We can think of the exterior and symmetric algebras as polynomial algebras on basis elements of each of $V_{odd}$, $V_{even}$ respectively, subject to some relations. Let $\underline{x} \otimes \underline{y}, \underline{z} \otimes \underline{w}$ be elements in $\Lambda V \otimes \Lambda V$, where the underline means a monic monomial. Multiplying these gives $$ (\underline{x} \otimes \underline{y} ) \cdot (\underline{z} \otimes \underline{w}) = (-1)^{|\underline{y}| | \underline{z}|} \underline{x} \underline{z} \otimes \underline{y} \underline{w} \ \ \ \ \ \ \ \ \ \ \ \ \ (1) $$ by definition of the tensor product of graded algebras.
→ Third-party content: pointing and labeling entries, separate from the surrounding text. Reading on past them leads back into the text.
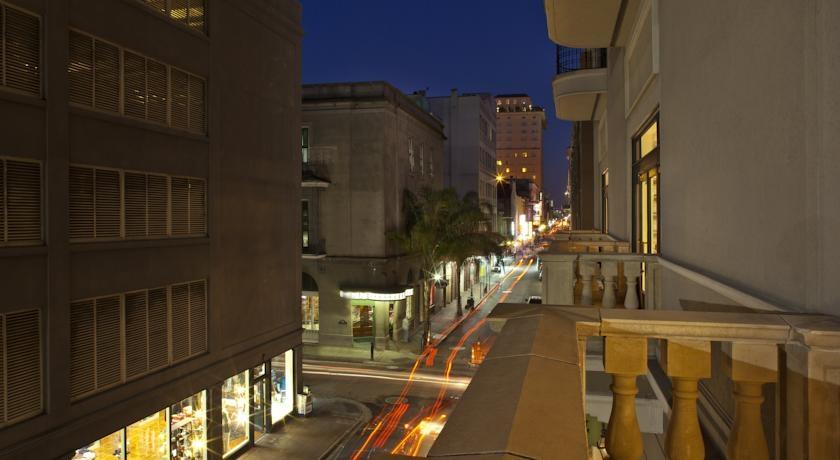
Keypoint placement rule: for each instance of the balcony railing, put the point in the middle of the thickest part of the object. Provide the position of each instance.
(573, 59)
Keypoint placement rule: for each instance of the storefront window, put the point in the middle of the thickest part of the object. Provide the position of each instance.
(147, 439)
(282, 386)
(188, 420)
(309, 310)
(110, 447)
(235, 414)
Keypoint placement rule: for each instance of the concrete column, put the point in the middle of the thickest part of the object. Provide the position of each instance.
(586, 268)
(811, 402)
(632, 271)
(558, 284)
(749, 366)
(609, 270)
(625, 358)
(686, 361)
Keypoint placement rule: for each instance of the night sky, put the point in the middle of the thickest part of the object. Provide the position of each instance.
(494, 46)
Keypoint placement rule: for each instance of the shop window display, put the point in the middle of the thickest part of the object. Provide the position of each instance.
(108, 448)
(282, 386)
(235, 412)
(188, 425)
(147, 439)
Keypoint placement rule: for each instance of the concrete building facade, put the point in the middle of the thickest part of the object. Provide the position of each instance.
(519, 144)
(700, 152)
(146, 277)
(368, 145)
(469, 122)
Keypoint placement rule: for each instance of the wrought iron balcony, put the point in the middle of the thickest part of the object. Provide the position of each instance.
(573, 59)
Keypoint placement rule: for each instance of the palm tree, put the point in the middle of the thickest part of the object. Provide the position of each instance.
(467, 236)
(440, 227)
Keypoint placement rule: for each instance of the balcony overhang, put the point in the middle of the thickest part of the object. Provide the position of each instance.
(575, 93)
(582, 24)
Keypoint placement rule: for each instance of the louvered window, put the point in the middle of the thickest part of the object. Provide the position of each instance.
(121, 337)
(21, 393)
(20, 201)
(187, 12)
(21, 50)
(189, 206)
(108, 78)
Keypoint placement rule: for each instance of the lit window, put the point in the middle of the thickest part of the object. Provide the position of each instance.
(649, 139)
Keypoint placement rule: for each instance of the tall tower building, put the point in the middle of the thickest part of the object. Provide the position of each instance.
(520, 126)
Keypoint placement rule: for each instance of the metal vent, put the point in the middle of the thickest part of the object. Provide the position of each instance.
(107, 203)
(81, 203)
(82, 349)
(136, 334)
(80, 69)
(22, 51)
(23, 365)
(134, 85)
(23, 201)
(106, 76)
(180, 322)
(198, 317)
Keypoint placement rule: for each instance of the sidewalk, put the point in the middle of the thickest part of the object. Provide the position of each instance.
(332, 420)
(405, 353)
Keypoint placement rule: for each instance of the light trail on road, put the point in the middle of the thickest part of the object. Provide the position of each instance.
(388, 422)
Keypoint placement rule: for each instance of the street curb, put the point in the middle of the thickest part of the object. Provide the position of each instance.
(365, 418)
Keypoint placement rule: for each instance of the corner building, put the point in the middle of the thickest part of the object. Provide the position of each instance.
(148, 251)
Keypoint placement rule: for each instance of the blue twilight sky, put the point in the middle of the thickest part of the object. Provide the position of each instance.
(494, 46)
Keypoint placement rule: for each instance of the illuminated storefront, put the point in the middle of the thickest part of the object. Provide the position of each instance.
(249, 404)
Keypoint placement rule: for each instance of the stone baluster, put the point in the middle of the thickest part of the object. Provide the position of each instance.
(632, 270)
(625, 358)
(609, 270)
(686, 362)
(749, 366)
(586, 269)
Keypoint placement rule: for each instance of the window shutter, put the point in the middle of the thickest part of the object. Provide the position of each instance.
(157, 87)
(23, 364)
(106, 75)
(82, 349)
(135, 204)
(180, 322)
(198, 317)
(158, 204)
(198, 207)
(197, 122)
(107, 203)
(23, 200)
(108, 343)
(178, 10)
(196, 15)
(80, 69)
(22, 38)
(81, 203)
(179, 101)
(134, 85)
(158, 327)
(136, 334)
(180, 205)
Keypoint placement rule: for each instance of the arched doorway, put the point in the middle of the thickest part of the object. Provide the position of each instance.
(309, 303)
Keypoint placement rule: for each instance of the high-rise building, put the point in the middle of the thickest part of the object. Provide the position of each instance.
(365, 145)
(149, 245)
(519, 143)
(470, 150)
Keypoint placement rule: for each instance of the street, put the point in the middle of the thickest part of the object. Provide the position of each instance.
(410, 404)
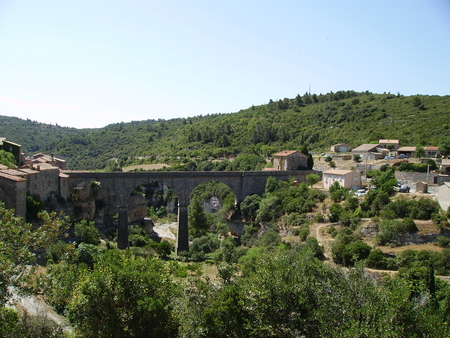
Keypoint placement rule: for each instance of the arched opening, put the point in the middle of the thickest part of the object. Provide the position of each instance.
(152, 209)
(211, 207)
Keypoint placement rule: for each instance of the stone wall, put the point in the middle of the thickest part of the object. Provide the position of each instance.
(14, 193)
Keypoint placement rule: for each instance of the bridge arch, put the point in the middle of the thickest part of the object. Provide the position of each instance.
(183, 182)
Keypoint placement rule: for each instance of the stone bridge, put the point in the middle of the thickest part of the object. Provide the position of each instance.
(121, 184)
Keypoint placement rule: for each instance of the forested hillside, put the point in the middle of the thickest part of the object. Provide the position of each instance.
(312, 121)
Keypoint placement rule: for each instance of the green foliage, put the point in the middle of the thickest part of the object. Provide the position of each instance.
(124, 296)
(22, 245)
(87, 232)
(444, 145)
(262, 130)
(335, 212)
(384, 180)
(198, 223)
(295, 295)
(442, 241)
(7, 159)
(390, 229)
(351, 253)
(34, 207)
(312, 179)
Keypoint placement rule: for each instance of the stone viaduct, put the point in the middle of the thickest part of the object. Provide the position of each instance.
(121, 184)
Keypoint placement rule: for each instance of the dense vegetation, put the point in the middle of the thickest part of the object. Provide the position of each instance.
(276, 290)
(264, 285)
(308, 121)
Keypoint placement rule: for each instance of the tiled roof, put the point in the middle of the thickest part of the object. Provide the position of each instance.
(366, 147)
(337, 172)
(388, 141)
(407, 149)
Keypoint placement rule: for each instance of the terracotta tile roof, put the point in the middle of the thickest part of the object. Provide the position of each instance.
(337, 172)
(285, 153)
(407, 149)
(6, 175)
(366, 147)
(388, 141)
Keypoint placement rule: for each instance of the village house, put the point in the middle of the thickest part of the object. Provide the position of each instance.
(445, 166)
(392, 145)
(49, 159)
(371, 151)
(443, 195)
(341, 148)
(346, 178)
(408, 151)
(13, 148)
(290, 160)
(432, 151)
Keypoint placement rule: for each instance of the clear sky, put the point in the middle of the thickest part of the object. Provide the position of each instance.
(89, 63)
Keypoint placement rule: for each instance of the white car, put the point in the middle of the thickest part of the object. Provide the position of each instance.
(360, 192)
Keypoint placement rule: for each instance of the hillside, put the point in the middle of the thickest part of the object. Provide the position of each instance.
(314, 121)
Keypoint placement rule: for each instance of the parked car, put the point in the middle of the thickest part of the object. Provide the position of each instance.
(360, 192)
(404, 188)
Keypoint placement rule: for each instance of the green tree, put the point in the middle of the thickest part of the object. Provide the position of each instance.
(87, 232)
(444, 146)
(312, 179)
(21, 245)
(420, 152)
(197, 220)
(7, 159)
(124, 296)
(249, 206)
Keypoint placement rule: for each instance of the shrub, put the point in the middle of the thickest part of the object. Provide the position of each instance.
(87, 232)
(442, 241)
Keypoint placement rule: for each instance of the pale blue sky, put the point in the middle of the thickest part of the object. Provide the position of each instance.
(89, 63)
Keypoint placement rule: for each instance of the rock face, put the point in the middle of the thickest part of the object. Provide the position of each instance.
(93, 201)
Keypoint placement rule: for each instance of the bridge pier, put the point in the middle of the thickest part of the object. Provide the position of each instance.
(122, 232)
(183, 233)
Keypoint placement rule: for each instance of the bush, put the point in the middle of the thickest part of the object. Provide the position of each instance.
(442, 241)
(350, 254)
(87, 232)
(376, 260)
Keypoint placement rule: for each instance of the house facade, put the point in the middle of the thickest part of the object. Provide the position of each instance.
(387, 143)
(445, 166)
(289, 160)
(408, 151)
(432, 151)
(346, 178)
(372, 151)
(341, 148)
(443, 195)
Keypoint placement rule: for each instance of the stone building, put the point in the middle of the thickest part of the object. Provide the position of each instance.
(290, 160)
(346, 178)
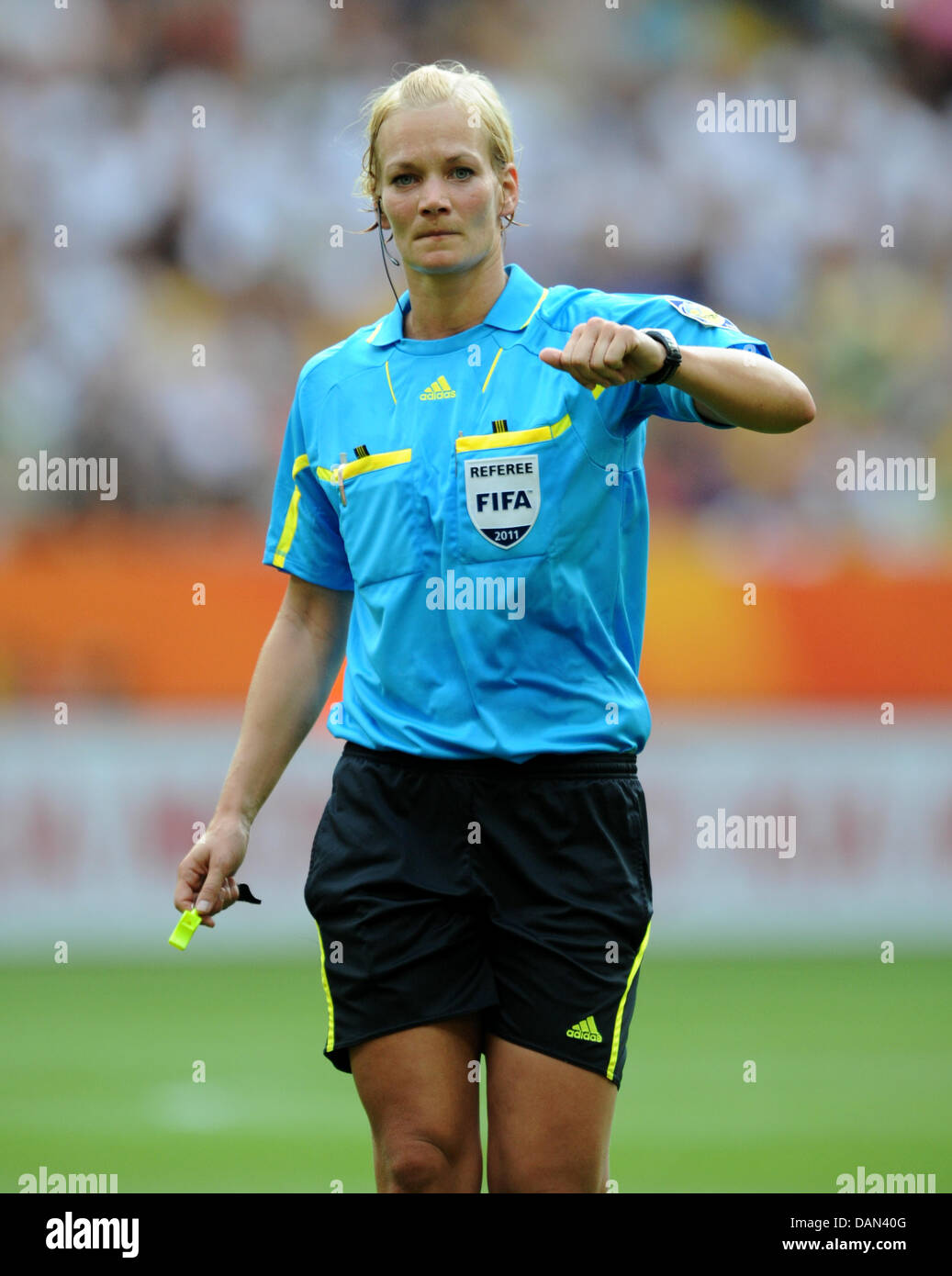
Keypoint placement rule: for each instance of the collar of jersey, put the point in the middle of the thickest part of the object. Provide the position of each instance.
(512, 310)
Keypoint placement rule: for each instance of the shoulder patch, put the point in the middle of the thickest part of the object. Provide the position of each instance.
(702, 314)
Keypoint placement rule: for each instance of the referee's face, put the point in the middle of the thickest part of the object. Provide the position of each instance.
(439, 192)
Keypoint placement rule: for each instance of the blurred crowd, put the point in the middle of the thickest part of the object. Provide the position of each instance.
(223, 236)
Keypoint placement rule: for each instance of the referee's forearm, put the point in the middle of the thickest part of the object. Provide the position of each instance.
(745, 388)
(293, 679)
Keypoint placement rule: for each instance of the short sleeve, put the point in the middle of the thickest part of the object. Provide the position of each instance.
(692, 324)
(304, 535)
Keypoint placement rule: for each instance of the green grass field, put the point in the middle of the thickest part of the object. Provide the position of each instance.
(853, 1064)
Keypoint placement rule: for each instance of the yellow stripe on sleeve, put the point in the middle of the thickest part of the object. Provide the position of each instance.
(287, 531)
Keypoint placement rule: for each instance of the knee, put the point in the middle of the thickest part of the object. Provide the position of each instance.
(416, 1165)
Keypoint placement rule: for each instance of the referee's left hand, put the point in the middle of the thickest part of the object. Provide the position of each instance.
(601, 353)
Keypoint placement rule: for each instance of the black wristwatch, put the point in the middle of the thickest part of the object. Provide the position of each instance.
(673, 356)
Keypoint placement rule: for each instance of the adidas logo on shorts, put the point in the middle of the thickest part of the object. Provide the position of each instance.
(586, 1030)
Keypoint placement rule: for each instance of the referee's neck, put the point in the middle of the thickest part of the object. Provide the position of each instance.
(445, 304)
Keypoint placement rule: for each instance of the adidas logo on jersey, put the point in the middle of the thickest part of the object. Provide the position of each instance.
(586, 1030)
(439, 389)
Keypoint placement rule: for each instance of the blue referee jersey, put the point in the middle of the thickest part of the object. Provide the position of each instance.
(490, 516)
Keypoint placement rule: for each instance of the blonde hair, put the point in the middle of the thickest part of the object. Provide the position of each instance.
(432, 85)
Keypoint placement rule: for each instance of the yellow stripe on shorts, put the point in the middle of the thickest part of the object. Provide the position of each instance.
(327, 994)
(617, 1034)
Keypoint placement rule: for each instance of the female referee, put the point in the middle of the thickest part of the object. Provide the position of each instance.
(461, 506)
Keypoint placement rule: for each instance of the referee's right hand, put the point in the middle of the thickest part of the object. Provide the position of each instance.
(206, 876)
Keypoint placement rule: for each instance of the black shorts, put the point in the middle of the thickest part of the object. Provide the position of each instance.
(517, 890)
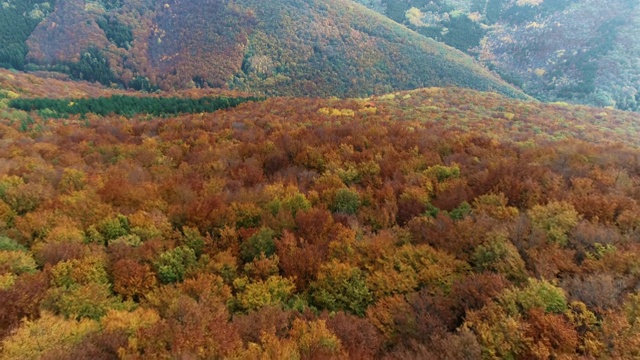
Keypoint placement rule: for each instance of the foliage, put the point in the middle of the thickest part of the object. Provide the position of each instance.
(35, 338)
(173, 265)
(278, 48)
(127, 105)
(469, 225)
(555, 219)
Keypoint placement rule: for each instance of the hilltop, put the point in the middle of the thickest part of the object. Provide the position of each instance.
(414, 224)
(582, 51)
(290, 47)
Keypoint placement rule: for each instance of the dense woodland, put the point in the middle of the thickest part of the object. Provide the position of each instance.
(438, 223)
(581, 51)
(289, 47)
(126, 105)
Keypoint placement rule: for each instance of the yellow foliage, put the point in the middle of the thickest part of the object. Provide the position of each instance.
(509, 116)
(130, 322)
(7, 281)
(35, 337)
(313, 337)
(529, 2)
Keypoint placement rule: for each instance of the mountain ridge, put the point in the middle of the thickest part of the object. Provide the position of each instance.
(311, 48)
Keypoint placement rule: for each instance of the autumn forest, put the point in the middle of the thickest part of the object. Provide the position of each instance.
(439, 223)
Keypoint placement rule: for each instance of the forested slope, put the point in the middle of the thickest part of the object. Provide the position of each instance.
(290, 47)
(437, 223)
(582, 51)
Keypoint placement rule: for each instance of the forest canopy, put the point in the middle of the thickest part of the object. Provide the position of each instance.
(127, 105)
(437, 223)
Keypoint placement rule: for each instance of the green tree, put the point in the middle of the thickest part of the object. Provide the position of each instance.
(340, 287)
(173, 265)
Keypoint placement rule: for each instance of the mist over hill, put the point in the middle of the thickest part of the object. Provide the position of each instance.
(582, 51)
(289, 47)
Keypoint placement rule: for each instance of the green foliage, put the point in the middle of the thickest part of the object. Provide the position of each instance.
(537, 294)
(91, 301)
(461, 211)
(340, 287)
(262, 242)
(296, 202)
(93, 67)
(499, 255)
(114, 228)
(17, 21)
(128, 105)
(443, 173)
(555, 220)
(117, 32)
(192, 239)
(35, 337)
(346, 201)
(172, 266)
(275, 291)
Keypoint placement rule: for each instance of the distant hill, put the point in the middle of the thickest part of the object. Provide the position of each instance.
(288, 47)
(582, 51)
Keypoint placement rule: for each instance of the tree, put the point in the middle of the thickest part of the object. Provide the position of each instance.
(340, 287)
(555, 220)
(35, 337)
(172, 266)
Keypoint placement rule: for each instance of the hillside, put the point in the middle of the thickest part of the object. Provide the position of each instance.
(439, 223)
(291, 47)
(582, 51)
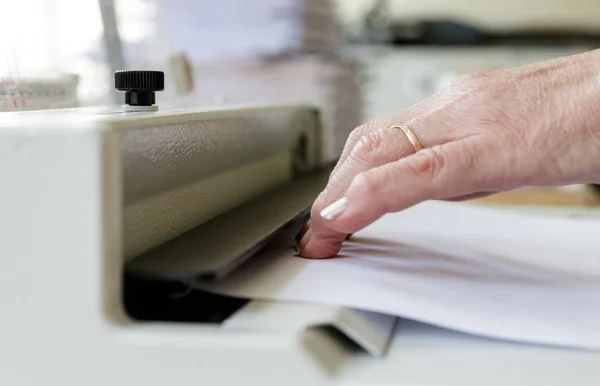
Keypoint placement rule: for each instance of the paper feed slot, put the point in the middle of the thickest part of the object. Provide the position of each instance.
(213, 249)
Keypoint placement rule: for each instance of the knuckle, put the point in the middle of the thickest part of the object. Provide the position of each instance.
(356, 134)
(367, 147)
(474, 82)
(428, 163)
(365, 184)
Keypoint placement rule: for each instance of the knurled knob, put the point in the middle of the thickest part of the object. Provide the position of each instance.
(140, 86)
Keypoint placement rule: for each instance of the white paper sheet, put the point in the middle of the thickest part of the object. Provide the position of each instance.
(489, 272)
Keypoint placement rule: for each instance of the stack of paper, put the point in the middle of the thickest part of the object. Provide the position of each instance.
(332, 84)
(519, 277)
(239, 28)
(270, 52)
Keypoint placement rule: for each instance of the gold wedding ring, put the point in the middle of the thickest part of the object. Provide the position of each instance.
(410, 135)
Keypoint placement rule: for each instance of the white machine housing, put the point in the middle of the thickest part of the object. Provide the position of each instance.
(101, 210)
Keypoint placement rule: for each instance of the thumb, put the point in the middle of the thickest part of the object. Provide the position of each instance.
(451, 170)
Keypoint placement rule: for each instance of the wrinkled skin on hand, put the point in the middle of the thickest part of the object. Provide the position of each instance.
(537, 125)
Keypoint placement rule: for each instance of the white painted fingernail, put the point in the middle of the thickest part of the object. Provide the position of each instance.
(335, 209)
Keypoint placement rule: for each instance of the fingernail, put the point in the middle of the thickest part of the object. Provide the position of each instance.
(335, 209)
(303, 241)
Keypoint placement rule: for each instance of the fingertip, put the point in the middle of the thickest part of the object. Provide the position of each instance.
(319, 247)
(302, 231)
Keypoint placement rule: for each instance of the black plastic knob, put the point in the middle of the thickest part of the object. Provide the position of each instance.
(140, 86)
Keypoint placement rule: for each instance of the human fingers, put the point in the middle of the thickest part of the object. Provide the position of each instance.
(456, 169)
(373, 149)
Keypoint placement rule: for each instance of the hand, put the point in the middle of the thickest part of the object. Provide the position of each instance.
(537, 125)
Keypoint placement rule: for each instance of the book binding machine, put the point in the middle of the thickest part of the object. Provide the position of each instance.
(110, 215)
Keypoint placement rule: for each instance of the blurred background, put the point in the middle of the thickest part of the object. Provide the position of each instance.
(354, 59)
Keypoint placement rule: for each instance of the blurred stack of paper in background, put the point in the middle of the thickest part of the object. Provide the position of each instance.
(209, 30)
(331, 84)
(268, 52)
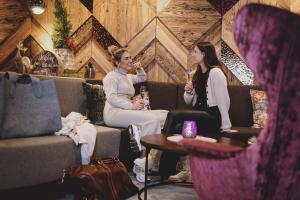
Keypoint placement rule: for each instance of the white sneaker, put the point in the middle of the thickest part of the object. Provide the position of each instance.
(136, 133)
(141, 162)
(182, 176)
(139, 173)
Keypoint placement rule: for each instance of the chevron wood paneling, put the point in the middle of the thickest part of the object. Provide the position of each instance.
(189, 20)
(12, 14)
(123, 19)
(78, 14)
(141, 40)
(156, 73)
(161, 5)
(166, 38)
(147, 55)
(159, 34)
(10, 44)
(169, 64)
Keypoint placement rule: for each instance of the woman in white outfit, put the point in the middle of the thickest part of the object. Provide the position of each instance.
(120, 110)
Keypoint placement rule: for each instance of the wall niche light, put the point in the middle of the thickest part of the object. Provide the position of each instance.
(37, 6)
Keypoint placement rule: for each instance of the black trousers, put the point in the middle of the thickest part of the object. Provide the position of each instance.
(208, 122)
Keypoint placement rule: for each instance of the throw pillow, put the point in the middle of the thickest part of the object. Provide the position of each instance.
(260, 108)
(95, 101)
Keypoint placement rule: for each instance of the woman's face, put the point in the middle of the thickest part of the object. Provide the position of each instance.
(197, 55)
(126, 61)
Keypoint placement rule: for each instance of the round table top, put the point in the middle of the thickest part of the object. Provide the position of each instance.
(160, 142)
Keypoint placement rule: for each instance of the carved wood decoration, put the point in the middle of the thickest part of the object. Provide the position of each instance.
(12, 14)
(157, 33)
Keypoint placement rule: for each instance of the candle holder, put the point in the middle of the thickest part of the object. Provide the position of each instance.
(189, 129)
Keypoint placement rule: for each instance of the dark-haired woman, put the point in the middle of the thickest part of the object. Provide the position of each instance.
(120, 110)
(206, 92)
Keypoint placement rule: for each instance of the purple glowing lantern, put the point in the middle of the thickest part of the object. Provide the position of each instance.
(189, 129)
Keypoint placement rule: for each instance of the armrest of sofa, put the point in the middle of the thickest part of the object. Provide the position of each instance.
(219, 150)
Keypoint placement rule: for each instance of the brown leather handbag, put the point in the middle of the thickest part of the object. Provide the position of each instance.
(105, 179)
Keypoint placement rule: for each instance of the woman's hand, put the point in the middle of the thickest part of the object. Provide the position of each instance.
(137, 65)
(189, 87)
(138, 104)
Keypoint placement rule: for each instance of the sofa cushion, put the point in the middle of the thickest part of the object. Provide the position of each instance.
(70, 94)
(243, 133)
(35, 160)
(162, 95)
(95, 101)
(107, 142)
(260, 107)
(180, 100)
(241, 111)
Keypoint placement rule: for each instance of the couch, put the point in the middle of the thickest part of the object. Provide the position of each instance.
(37, 160)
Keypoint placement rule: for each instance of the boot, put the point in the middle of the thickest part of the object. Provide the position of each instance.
(139, 165)
(184, 175)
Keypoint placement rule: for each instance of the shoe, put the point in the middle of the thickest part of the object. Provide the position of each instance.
(182, 176)
(134, 139)
(139, 173)
(141, 162)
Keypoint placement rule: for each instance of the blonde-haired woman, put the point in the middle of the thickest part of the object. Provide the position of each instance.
(120, 110)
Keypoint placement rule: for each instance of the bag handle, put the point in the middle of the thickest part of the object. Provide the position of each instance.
(11, 76)
(26, 79)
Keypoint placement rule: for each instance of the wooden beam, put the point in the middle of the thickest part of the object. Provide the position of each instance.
(41, 36)
(143, 39)
(11, 43)
(170, 42)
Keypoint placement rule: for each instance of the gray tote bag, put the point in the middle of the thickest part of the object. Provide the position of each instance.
(31, 108)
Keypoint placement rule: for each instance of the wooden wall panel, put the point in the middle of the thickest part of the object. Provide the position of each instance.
(169, 64)
(147, 55)
(12, 14)
(140, 41)
(189, 20)
(159, 33)
(123, 19)
(10, 44)
(156, 73)
(166, 38)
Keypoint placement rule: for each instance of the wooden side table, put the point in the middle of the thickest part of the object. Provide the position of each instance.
(160, 142)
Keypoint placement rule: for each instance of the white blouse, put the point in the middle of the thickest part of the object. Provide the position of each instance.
(217, 95)
(118, 87)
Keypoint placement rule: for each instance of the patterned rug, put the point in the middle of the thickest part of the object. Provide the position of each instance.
(166, 192)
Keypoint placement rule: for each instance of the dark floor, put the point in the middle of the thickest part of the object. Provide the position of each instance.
(55, 191)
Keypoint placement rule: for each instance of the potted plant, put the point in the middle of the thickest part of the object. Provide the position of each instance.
(63, 43)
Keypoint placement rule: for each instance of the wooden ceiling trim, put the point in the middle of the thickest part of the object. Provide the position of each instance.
(143, 39)
(11, 43)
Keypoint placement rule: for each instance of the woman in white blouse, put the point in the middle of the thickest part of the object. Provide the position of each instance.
(120, 110)
(206, 92)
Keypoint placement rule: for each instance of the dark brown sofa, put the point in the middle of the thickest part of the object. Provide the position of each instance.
(170, 96)
(37, 160)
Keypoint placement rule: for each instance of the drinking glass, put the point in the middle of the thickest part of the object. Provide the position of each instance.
(189, 129)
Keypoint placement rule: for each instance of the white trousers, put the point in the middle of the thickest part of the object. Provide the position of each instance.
(148, 121)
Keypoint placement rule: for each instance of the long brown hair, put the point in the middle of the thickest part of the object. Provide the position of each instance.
(210, 59)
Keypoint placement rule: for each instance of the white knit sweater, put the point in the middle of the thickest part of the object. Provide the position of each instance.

However if we apply the braid to the element $\underline{x} \otimes \underline{y}\otimes \underline{z} \otimes \underline{w}$ this gives $$ (-1)^{| \underline{x} \otimes \underline{y}||\underline{z} \otimes \underline{w}| } \underline{z} \otimes \underline{w} \otimes \underline{x} \otimes \underline{y} = (-1)^{(| \underline{x}| + |\underline{y}|)(|\underline{z}\ + |\underline{w}| )} \underline{z} \otimes \underline{w} \otimes \underline{x} \otimes \underline{y} $$ then multiply we get $$ (-1)^{(| \underline{x}| + |\underline{y}|)(|\underline{z}| + |\underline{w}| )} (-1)^{|\underline{w}| |\underline{x}|}\underline{z} \underline{x}\otimes \underline{w} \underline{y} $$ We can swap $\underline w$ and $\underline y$ since they live in the symmetric algebra, and can swap $\underline z$ and $\underline x$ after multiplying by $(-1)^{| \underline x| |\underline z | }$ so the above expression simplifies to $$ (-1)^{|\underline y| |\underline z| + |\underline y| |\underline w |} \underline{x} \underline{z}\otimes \underline{y} \underline{w} \ \ \ \ \ \ \ \ \ \ \ \ \ (2) $$
(1) and (2) should be the same. What have I done wrong?
EDIT: Just to be clear I am trying to show that $\mu \sigma = \mu$ where $\sigma$ in $\mathsf{GVec}$ is the braiding $a \otimes b \mapsto (-1)^{|a||b|}b \otimes a$ and $\mu$ is the multiplication.